SAN FRANCISCO – Sustained virologic response (SVR) in patients with hepatitis C virus (HCV) infection is associated with large reductions in all-cause mortality and appears to eliminate liver-related mortality in those patients who achieve SVR before developing cirrhosis, according to a real-world study presented at the annual meeting of the American Association for the Study of Liver Disease (AASLD).
“This study strongly supports treatment and cure of HCV to reduce deaths in this patient population,” reported Dr. Lisa M. Nyberg, a specialist in hepatology at Kaiser Permanente, San Diego.
In this study, 24,968 patients diagnosed with HCV in the Kaiser Permanente health care system from January 2002 until the end of 2013 were evaluated retrospectively. The overall mortality over the course of follow-up was 18.5%, but the proportion of patients who died was higher in the group with cirrhosis (33.2%) versus those without cirrhosis (7.8%).
Of the 5,203 treated for HCV, 45.1% achieved SVR. The mortality rates were 18.9% in the absence of SVR versus 5.4% in those who achieved SVR. SVR was associated with reductions in all-cause mortality in those with cirrhosis (8.11% vs. 23.3%; P less than .0001) as well as those without cirrhosis (2.1% vs. 5.3%; P less than .0001).
When liver-related mortality was evaluated, SVR was again associated with large reductions in those with cirrhosis (24.7% vs. 41.9%; P less than .0001) as well as in those without cirrhosis (0% vs. 12%; P = .0178). Indeed, this latter finding indicates that SVR essentially eliminates risk of liver-related death in the absence of cirrhosis.
“The data suggest that treatment of HCV should be initiated at all stages of disease with the intention to cure HCV when possible before progression to cirrhosis,” said Dr. Nyberg, indicating that these findings are relevant to the debate about when to consider curative therapies.

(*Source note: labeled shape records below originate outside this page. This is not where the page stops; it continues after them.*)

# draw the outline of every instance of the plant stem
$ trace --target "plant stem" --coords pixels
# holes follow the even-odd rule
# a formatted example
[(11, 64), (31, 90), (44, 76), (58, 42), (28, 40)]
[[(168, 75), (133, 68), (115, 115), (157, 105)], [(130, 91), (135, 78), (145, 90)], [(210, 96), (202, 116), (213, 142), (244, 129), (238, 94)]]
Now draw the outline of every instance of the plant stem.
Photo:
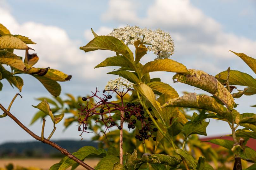
[(54, 133), (54, 132), (55, 132), (55, 130), (56, 130), (56, 127), (55, 127), (55, 126), (54, 126), (54, 128), (52, 130), (52, 133), (49, 136), (49, 137), (48, 137), (48, 138), (47, 138), (47, 140), (50, 140), (51, 138), (52, 137), (52, 135), (53, 134), (53, 133)]
[(121, 111), (121, 122), (120, 126), (122, 127), (122, 129), (120, 130), (120, 139), (119, 145), (120, 149), (120, 163), (123, 165), (123, 128), (124, 127), (124, 111), (123, 110)]
[[(18, 124), (25, 131), (26, 131), (31, 136), (35, 138), (35, 139), (39, 141), (41, 141), (41, 139), (40, 137), (39, 136), (33, 133), (30, 130), (28, 129), (15, 116), (14, 116), (10, 112), (7, 111), (5, 108), (0, 104), (0, 109), (1, 109), (3, 111), (4, 111), (4, 113), (6, 114), (8, 116), (11, 118), (14, 122)], [(59, 145), (57, 144), (56, 144), (53, 142), (49, 140), (46, 139), (44, 139), (43, 141), (42, 141), (43, 143), (45, 143), (48, 144), (52, 147), (56, 148), (56, 149), (59, 150), (60, 152), (63, 155), (64, 155), (68, 156), (70, 158), (72, 159), (78, 163), (83, 167), (85, 168), (88, 170), (95, 170), (94, 169), (85, 163), (82, 160), (79, 159), (77, 158), (71, 154), (70, 152), (69, 152), (65, 149), (61, 147)]]
[(45, 131), (45, 119), (43, 119), (43, 125), (42, 126), (42, 132), (41, 133), (41, 140), (43, 141), (45, 138), (44, 137), (44, 132)]

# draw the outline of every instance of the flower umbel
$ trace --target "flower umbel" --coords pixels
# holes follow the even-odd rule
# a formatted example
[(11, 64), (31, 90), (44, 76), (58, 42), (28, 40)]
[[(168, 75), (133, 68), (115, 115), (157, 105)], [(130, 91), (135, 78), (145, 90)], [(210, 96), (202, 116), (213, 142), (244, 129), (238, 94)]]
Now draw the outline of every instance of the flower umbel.
[(174, 51), (174, 44), (170, 34), (159, 29), (153, 31), (137, 26), (127, 26), (114, 29), (108, 35), (123, 40), (127, 45), (133, 45), (139, 40), (141, 44), (147, 46), (149, 51), (157, 55), (156, 60), (169, 58)]

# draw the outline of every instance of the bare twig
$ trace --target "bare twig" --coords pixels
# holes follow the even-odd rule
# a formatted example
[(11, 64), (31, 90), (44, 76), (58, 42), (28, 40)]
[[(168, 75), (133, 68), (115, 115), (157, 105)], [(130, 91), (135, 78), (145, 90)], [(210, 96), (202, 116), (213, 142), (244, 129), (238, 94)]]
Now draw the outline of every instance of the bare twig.
[[(22, 123), (20, 121), (19, 121), (15, 116), (10, 113), (9, 111), (6, 110), (1, 104), (0, 104), (0, 109), (3, 111), (4, 113), (6, 114), (7, 116), (10, 117), (15, 122), (16, 122), (16, 123), (19, 125), (19, 126), (20, 126), (21, 128), (23, 129), (31, 136), (35, 138), (36, 140), (39, 140), (39, 141), (41, 141), (42, 139), (40, 137), (34, 134), (30, 130), (28, 129), (27, 127), (25, 126), (22, 124)], [(46, 139), (44, 139), (44, 140), (42, 141), (42, 142), (43, 143), (50, 145), (52, 147), (60, 151), (60, 152), (62, 154), (66, 155), (69, 158), (76, 161), (76, 162), (85, 168), (87, 169), (88, 170), (94, 170), (94, 169), (85, 163), (84, 162), (82, 161), (79, 159), (77, 158), (71, 154), (71, 153), (68, 152), (66, 150), (61, 147), (60, 146), (59, 146), (54, 142), (53, 142), (51, 141)]]
[(41, 141), (44, 140), (45, 139), (44, 137), (44, 132), (45, 131), (45, 119), (43, 119), (43, 125), (42, 126), (42, 132), (41, 133)]

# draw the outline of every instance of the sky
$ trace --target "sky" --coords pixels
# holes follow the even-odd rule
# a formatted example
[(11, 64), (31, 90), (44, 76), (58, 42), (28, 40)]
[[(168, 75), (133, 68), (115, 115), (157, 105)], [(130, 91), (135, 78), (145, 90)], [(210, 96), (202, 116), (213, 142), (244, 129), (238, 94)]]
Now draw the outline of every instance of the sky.
[[(114, 56), (113, 52), (98, 50), (86, 53), (79, 49), (93, 38), (91, 28), (99, 35), (107, 35), (113, 28), (127, 25), (153, 30), (159, 28), (169, 32), (174, 40), (175, 52), (171, 59), (187, 68), (202, 70), (215, 76), (230, 66), (231, 70), (247, 72), (255, 77), (246, 64), (229, 51), (256, 57), (256, 2), (253, 0), (0, 0), (0, 23), (12, 34), (28, 37), (37, 44), (29, 45), (35, 50), (30, 52), (37, 53), (40, 58), (35, 66), (49, 66), (72, 75), (70, 81), (60, 83), (60, 96), (65, 98), (66, 93), (83, 96), (96, 88), (103, 89), (108, 81), (118, 77), (106, 74), (116, 68), (94, 69), (106, 58)], [(24, 55), (23, 50), (15, 50), (15, 53)], [(155, 57), (149, 52), (142, 59), (141, 62), (145, 64)], [(160, 77), (181, 96), (185, 91), (205, 93), (188, 85), (174, 84), (174, 74), (154, 72), (150, 76)], [(41, 122), (29, 126), (37, 111), (31, 105), (38, 103), (35, 98), (51, 95), (32, 76), (21, 76), (25, 81), (21, 93), (23, 97), (17, 98), (11, 112), (39, 135)], [(12, 88), (5, 80), (1, 82), (4, 86), (0, 92), (0, 103), (7, 107), (18, 90)], [(254, 97), (236, 99), (240, 105), (237, 110), (241, 113), (255, 111), (255, 108), (249, 106), (256, 104)], [(227, 123), (210, 121), (207, 129), (208, 136), (231, 133)], [(64, 127), (59, 123), (52, 139), (80, 140), (76, 125), (73, 123), (63, 132)], [(45, 136), (50, 133), (52, 126), (50, 118), (47, 119)], [(0, 119), (0, 144), (33, 140), (7, 117)], [(92, 135), (83, 138), (89, 140)]]

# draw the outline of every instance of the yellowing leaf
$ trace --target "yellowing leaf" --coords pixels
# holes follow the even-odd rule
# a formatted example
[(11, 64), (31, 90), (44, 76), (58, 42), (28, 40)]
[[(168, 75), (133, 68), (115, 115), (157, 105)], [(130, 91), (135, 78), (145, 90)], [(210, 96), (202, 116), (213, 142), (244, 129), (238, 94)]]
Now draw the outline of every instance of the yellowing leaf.
[(214, 77), (202, 71), (194, 69), (189, 70), (190, 75), (178, 74), (173, 79), (177, 79), (179, 82), (200, 88), (211, 93), (226, 104), (229, 110), (233, 108), (235, 102), (232, 95)]
[(36, 43), (34, 42), (28, 37), (21, 35), (14, 35), (13, 36), (15, 37), (18, 38), (27, 44), (36, 44)]
[(134, 84), (137, 84), (140, 82), (139, 80), (134, 73), (125, 70), (117, 70), (107, 73), (107, 74), (119, 75)]
[(0, 50), (0, 64), (6, 64), (22, 71), (25, 67), (20, 57), (6, 51)]
[(10, 31), (3, 26), (3, 24), (0, 24), (0, 36), (10, 34)]
[(186, 67), (182, 64), (169, 59), (160, 59), (146, 63), (143, 66), (142, 74), (153, 71), (168, 71), (189, 74)]
[(202, 109), (215, 112), (228, 120), (232, 120), (232, 116), (226, 107), (218, 103), (213, 98), (206, 95), (197, 96), (195, 93), (189, 93), (171, 99), (162, 106), (167, 106)]
[(179, 97), (177, 92), (168, 84), (161, 82), (153, 82), (147, 85), (151, 88), (156, 94), (161, 95), (166, 93), (166, 94), (168, 94), (169, 97), (171, 96), (172, 98)]
[(19, 38), (9, 35), (0, 37), (0, 49), (32, 49)]
[(251, 57), (249, 57), (243, 53), (237, 53), (232, 51), (231, 51), (235, 54), (242, 59), (245, 62), (250, 68), (256, 73), (256, 59)]
[(85, 46), (80, 47), (80, 49), (85, 52), (98, 49), (110, 50), (121, 54), (130, 62), (134, 61), (133, 54), (128, 47), (122, 41), (113, 37), (97, 36)]
[(54, 96), (58, 96), (60, 94), (61, 88), (60, 85), (56, 81), (52, 80), (43, 76), (33, 75), (43, 84), (51, 94)]

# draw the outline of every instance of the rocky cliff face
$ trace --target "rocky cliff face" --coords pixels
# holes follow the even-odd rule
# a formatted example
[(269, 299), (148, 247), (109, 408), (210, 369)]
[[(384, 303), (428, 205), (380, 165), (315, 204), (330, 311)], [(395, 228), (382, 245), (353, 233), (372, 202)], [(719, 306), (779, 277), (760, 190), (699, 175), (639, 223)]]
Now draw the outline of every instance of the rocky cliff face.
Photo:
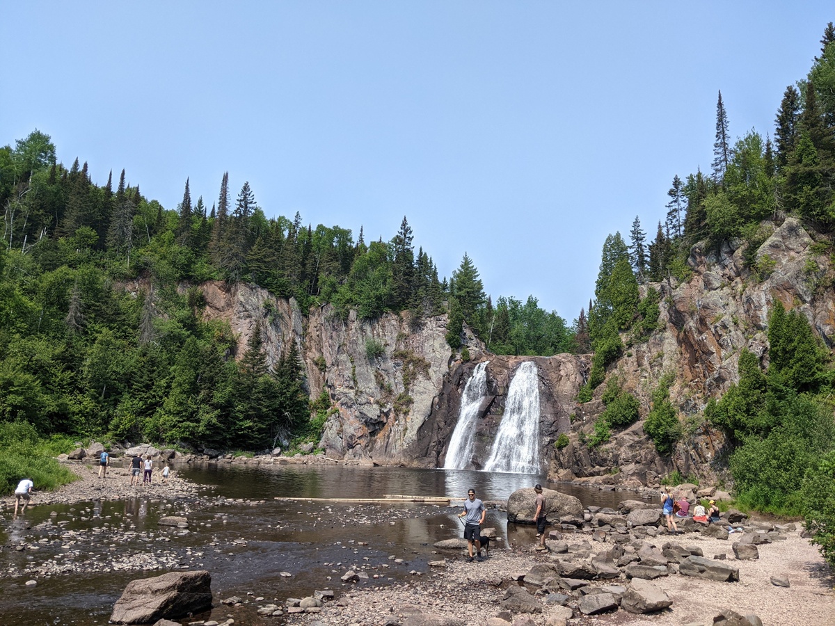
[[(650, 284), (661, 295), (661, 323), (648, 341), (627, 346), (610, 366), (641, 404), (641, 416), (659, 380), (671, 372), (671, 399), (681, 411), (686, 437), (671, 458), (661, 458), (644, 434), (642, 422), (603, 446), (583, 442), (603, 410), (600, 400), (578, 405), (588, 374), (587, 356), (497, 356), (468, 334), (470, 360), (447, 345), (446, 316), (416, 322), (407, 314), (373, 321), (355, 314), (339, 318), (329, 305), (303, 316), (298, 305), (243, 284), (206, 283), (205, 315), (229, 321), (238, 334), (237, 355), (261, 322), (268, 361), (275, 363), (286, 341), (303, 356), (311, 397), (327, 394), (334, 410), (321, 441), (329, 457), (378, 464), (443, 467), (458, 418), (461, 396), (475, 365), (488, 361), (488, 392), (475, 427), (471, 465), (488, 457), (504, 412), (512, 376), (524, 361), (539, 370), (540, 458), (552, 479), (655, 485), (673, 469), (716, 479), (716, 460), (725, 451), (721, 433), (701, 418), (707, 399), (738, 380), (740, 351), (747, 348), (767, 365), (767, 316), (780, 300), (808, 317), (829, 346), (835, 343), (835, 293), (828, 256), (816, 255), (809, 234), (792, 218), (762, 226), (767, 235), (757, 251), (757, 271), (743, 266), (744, 250), (733, 242), (721, 250), (696, 246), (686, 283)], [(817, 246), (819, 247), (819, 246)], [(626, 339), (625, 336), (625, 340)], [(597, 391), (597, 397), (604, 388)], [(556, 450), (560, 433), (569, 444)]]

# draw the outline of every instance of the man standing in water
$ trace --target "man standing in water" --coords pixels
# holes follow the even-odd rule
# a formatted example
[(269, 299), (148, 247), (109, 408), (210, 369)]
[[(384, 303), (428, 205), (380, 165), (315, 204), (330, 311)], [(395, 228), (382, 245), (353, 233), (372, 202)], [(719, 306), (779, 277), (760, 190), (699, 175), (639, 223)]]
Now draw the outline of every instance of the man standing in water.
[[(464, 500), (464, 512), (458, 513), (459, 517), (464, 518), (464, 538), (467, 540), (467, 546), (469, 548), (469, 558), (468, 563), (473, 562), (473, 542), (475, 542), (476, 550), (481, 551), (481, 525), (484, 523), (484, 517), (487, 515), (487, 509), (484, 508), (484, 502), (475, 497), (475, 490), (470, 489), (467, 492), (467, 499)], [(478, 560), (484, 558), (478, 555)]]

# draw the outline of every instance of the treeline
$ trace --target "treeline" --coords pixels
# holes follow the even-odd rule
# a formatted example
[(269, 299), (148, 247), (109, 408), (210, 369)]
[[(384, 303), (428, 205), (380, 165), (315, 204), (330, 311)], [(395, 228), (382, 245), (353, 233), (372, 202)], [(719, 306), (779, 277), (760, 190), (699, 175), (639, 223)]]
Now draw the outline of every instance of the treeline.
[[(605, 378), (627, 342), (640, 341), (657, 323), (658, 291), (639, 285), (683, 281), (690, 275), (691, 246), (704, 242), (721, 252), (729, 240), (741, 240), (745, 266), (752, 280), (767, 276), (776, 262), (757, 251), (773, 232), (767, 220), (787, 215), (822, 236), (818, 254), (832, 249), (835, 231), (835, 28), (829, 23), (819, 56), (807, 76), (789, 85), (777, 109), (773, 132), (756, 130), (733, 141), (720, 92), (711, 171), (684, 179), (675, 176), (665, 217), (647, 245), (635, 217), (629, 244), (620, 233), (604, 245), (600, 270), (590, 304), (587, 326), (578, 325), (577, 341), (588, 336), (594, 351), (589, 384), (580, 400)], [(830, 288), (821, 281), (817, 288)], [(581, 319), (584, 315), (581, 312)], [(808, 321), (787, 312), (777, 301), (768, 318), (768, 366), (752, 353), (739, 358), (740, 380), (721, 399), (711, 400), (703, 417), (724, 431), (731, 447), (728, 467), (738, 502), (782, 514), (802, 514), (814, 540), (835, 566), (835, 422), (832, 396), (835, 376), (831, 353), (815, 337)], [(682, 425), (671, 404), (669, 376), (652, 394), (645, 432), (662, 454), (671, 453)], [(639, 418), (636, 401), (610, 377), (602, 394), (605, 411), (587, 443), (607, 441), (610, 427)], [(699, 416), (696, 416), (698, 418)], [(828, 487), (827, 487), (828, 486)]]
[[(199, 286), (188, 287), (208, 280), (255, 283), (302, 310), (407, 311), (416, 327), (448, 313), (453, 349), (465, 323), (497, 352), (574, 346), (572, 329), (533, 297), (493, 306), (466, 254), (439, 280), (405, 217), (389, 241), (367, 243), (362, 229), (355, 240), (298, 214), (267, 219), (248, 183), (232, 195), (228, 174), (210, 207), (186, 180), (166, 210), (124, 170), (99, 186), (86, 163), (66, 169), (40, 131), (0, 148), (0, 422), (227, 449), (316, 440), (331, 407), (308, 402), (297, 346), (287, 341), (268, 367), (256, 331), (235, 354), (228, 325), (204, 321)], [(139, 294), (114, 286), (134, 279), (146, 285)]]

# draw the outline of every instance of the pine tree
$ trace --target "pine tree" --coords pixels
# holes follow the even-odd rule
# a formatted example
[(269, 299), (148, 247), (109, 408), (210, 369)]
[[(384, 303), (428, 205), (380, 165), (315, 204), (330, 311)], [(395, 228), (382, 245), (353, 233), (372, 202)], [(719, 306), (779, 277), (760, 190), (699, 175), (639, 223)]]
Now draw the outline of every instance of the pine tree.
[(716, 102), (716, 138), (713, 143), (713, 179), (722, 183), (725, 171), (731, 160), (731, 137), (728, 133), (728, 116), (722, 103), (722, 93)]
[(183, 192), (183, 201), (180, 204), (180, 220), (175, 234), (177, 243), (185, 247), (188, 247), (190, 244), (191, 215), (191, 192), (189, 190), (189, 179), (185, 179), (185, 190)]
[(678, 174), (673, 176), (673, 186), (667, 192), (670, 202), (665, 206), (667, 209), (666, 229), (667, 236), (679, 239), (681, 236), (681, 214), (685, 210), (684, 183)]
[(644, 243), (646, 241), (646, 234), (640, 229), (640, 220), (637, 215), (632, 222), (632, 230), (630, 230), (630, 261), (638, 280), (644, 281), (646, 275), (646, 249)]
[(789, 157), (794, 152), (794, 145), (797, 140), (797, 122), (800, 114), (800, 93), (793, 85), (786, 88), (777, 117), (774, 120), (777, 124), (774, 130), (774, 142), (777, 144), (777, 166), (782, 169), (788, 163)]
[(400, 224), (400, 230), (392, 240), (393, 259), (392, 262), (392, 280), (394, 291), (394, 307), (402, 310), (408, 306), (414, 291), (415, 266), (414, 248), (412, 245), (413, 235), (406, 216)]

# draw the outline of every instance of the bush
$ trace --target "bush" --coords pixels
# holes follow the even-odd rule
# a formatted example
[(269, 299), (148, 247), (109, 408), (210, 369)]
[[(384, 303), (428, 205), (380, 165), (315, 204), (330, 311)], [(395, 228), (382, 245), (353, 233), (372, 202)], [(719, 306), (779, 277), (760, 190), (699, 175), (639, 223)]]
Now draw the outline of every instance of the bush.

However, Dr. Nyberg suggested that the significant reductions in death by any cause even in patients without cirrhosis suggest that HCV should be considered a systemic illness. She suggested that it is important to recognize that the benefit of eradication extends beyond complications in the liver.
The vast majority of SVRs were achieved in this study with interferon-based regimens, which typically have limited efficacy in many HCV subpopulations, such as those defined by viral genotype. During the discussion that followed presentation of these data, this was a criticism directed at the overall conclusion that SVR can be isolated as a factor in improved outcomes.
“Patients [who achieve SVR on interferon-based therapies] may be very different people to start with,” cautioned Dr. Hans L. Tillmann, professor of medicine, East Carolina University, Greenville, N.C. He pointed out that factors that influence the likelihood of achieving SVR on an interferon-based therapy might be associated with risk factors for mortality over time. With direct-acting antivirals, which have the potential to provide SVR in the vast majority of patients, “you may not be able to reproduce these outcomes.”
While acknowledging the relevance of this criticism, Dr. Nyberg reported that further study is ongoing, including efforts to consider severity of liver disease to evaluate the effect of SVR on the natural history of long-term liver complications following HCV infection.